- The paper introduces a Process Reward Model (PRM) that provides dense, line-level feedback to overcome sparse rewards in reinforcement learning for code generation.
- The methodology integrates PRM for both intermediate reward signals and value initialization, improving benchmark pass rates on LiveCodeBench and InHouseBench.
- Extensive experiments demonstrate that strategic data labeling and reward normalization mitigate model exploitation while enhancing long-horizon code generation.
Process Supervision-Guided Policy Optimization for Code Generation
Introduction to the Research Problem
The paper "Process Supervision-Guided Policy Optimization for Code Generation" addresses the critical challenge of sparsity in reward signals for reinforcement learning (RL) applied to code generation. Conventional RL approaches in this domain rely heavily on unit test feedback, providing rewards only at the completion of code evaluation. This delayed, sparse feedback mechanism significantly hampers the learning efficiency and incremental improvements that a model can achieve. The research introduces a Process Reward Model (PRM) designed to deliver dense, line-level feedback during the code generation process, mimicking the iterative refinement approach of human programmers.
Methodology and Approach
The proposed method integrates dense reward signals via a PRM into the RL framework, enhancing exploration and credit assignment during training. The approach consists of two main components:
- Binary Search-Based Data Labeling: The PRM training data is automatically labeled using a binary search method to identify the first incorrect line in generated code. This enables efficient labeling of code prefixes concerning correctness.
Figure 1: Overview of the method, illustrating the process of data labeling and integration of PRM into RL training.
- PRM Integration into RL Training: The PRM is utilized both as a source for dense rewards and as a tool for initializing the value function in RL algorithms. This dual integration is proposed to significantly boost performance by providing continuous intermediate feedback and stabilizing value function estimates.
Experimental Framework and Results
The research deploys extensive experiments on in-house datasets and benchmarks like LiveCodeBench and an internal benchmark, InHouseBench, to validate the efficiency of PRM integration into RL training. The experimental setup involves fine-tuning an in-house model, Doubao-Lite, initially through Supervised Fine-Tuning (SFT) and subsequently through RLHF (RL with Human Feedback) optimizations.

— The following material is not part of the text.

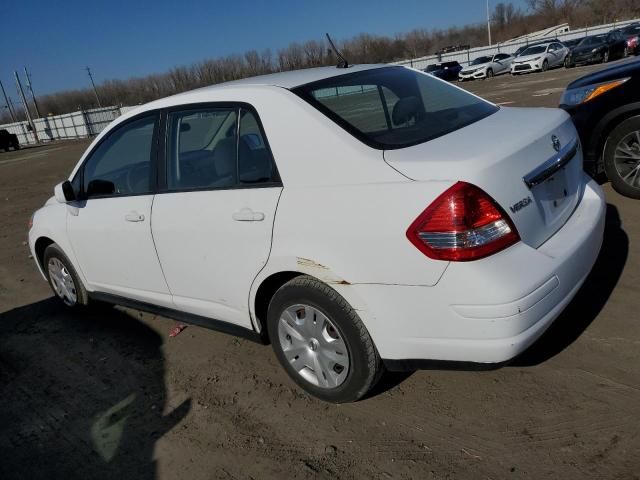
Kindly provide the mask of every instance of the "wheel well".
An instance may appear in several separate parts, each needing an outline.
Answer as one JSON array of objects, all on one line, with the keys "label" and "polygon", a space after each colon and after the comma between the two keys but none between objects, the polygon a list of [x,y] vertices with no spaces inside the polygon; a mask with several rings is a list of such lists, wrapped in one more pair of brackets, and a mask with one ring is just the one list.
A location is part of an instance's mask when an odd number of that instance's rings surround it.
[{"label": "wheel well", "polygon": [[269,303],[273,298],[273,295],[278,289],[287,283],[289,280],[303,275],[300,272],[278,272],[265,278],[256,292],[256,298],[254,300],[254,311],[256,314],[256,320],[260,323],[260,331],[264,338],[268,338],[267,332],[267,312],[269,310]]},{"label": "wheel well", "polygon": [[36,240],[35,250],[36,250],[36,258],[38,259],[38,263],[42,267],[44,271],[44,251],[47,249],[49,245],[55,243],[48,237],[40,237]]},{"label": "wheel well", "polygon": [[620,113],[620,115],[616,115],[614,118],[609,121],[604,128],[602,129],[599,137],[598,144],[596,146],[596,155],[597,158],[595,160],[598,167],[604,165],[604,147],[607,144],[607,139],[611,132],[622,122],[629,120],[633,117],[640,117],[640,110],[631,110],[629,112]]}]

Figure 2: RL training curve comparing various configurations. The DenseReward{additional_guidance}ValueInit setting demonstrates superior performance.
Empirical results indicate that using PRM concurrently as dense rewards and for value initialization leads to significant improvements in pass rates—from 28.2% to 29.8% on LiveCodeBench and from 31.8% to 35.8% on the internal benchmark. Notably, the PRM integration into RL training enables better performance in long-horizon scenarios by offering granular feedback that refines intermediate decision-making steps.
Key Considerations and Practical Implications
The paper elaborates on crucial implementation aspects necessary for effective PRM integration:
- Data Selection Strategy: The quality of PRM training data critically influences performance. Curated subsets focusing on informative, diverse examples are emphasized over sheer volume.
- Mitigation of Reward Model Hacking: Techniques like reward length normalization and assigning neutral labels to comment lines are employed to prevent policy exploits and ensure true performance enhancements.
Overall, the findings underscore the importance of dense, process-level feedback in RL environments to facilitate more robust code generation models.
Conclusion and Future Directions
The integration of PRM for enhanced process supervision effectively addresses the inherent limitations of sparse reward signals in conventional RL frameworks for code generation. The methodology not only improves performance in generating syntactically and functionally correct code but also offers insights into better handling complex, long-horizon coding tasks. Future work can explore scaling the PRM approach to broader domains beyond code generation, further enhancing AI’s capabilities in structured reasoning tasks.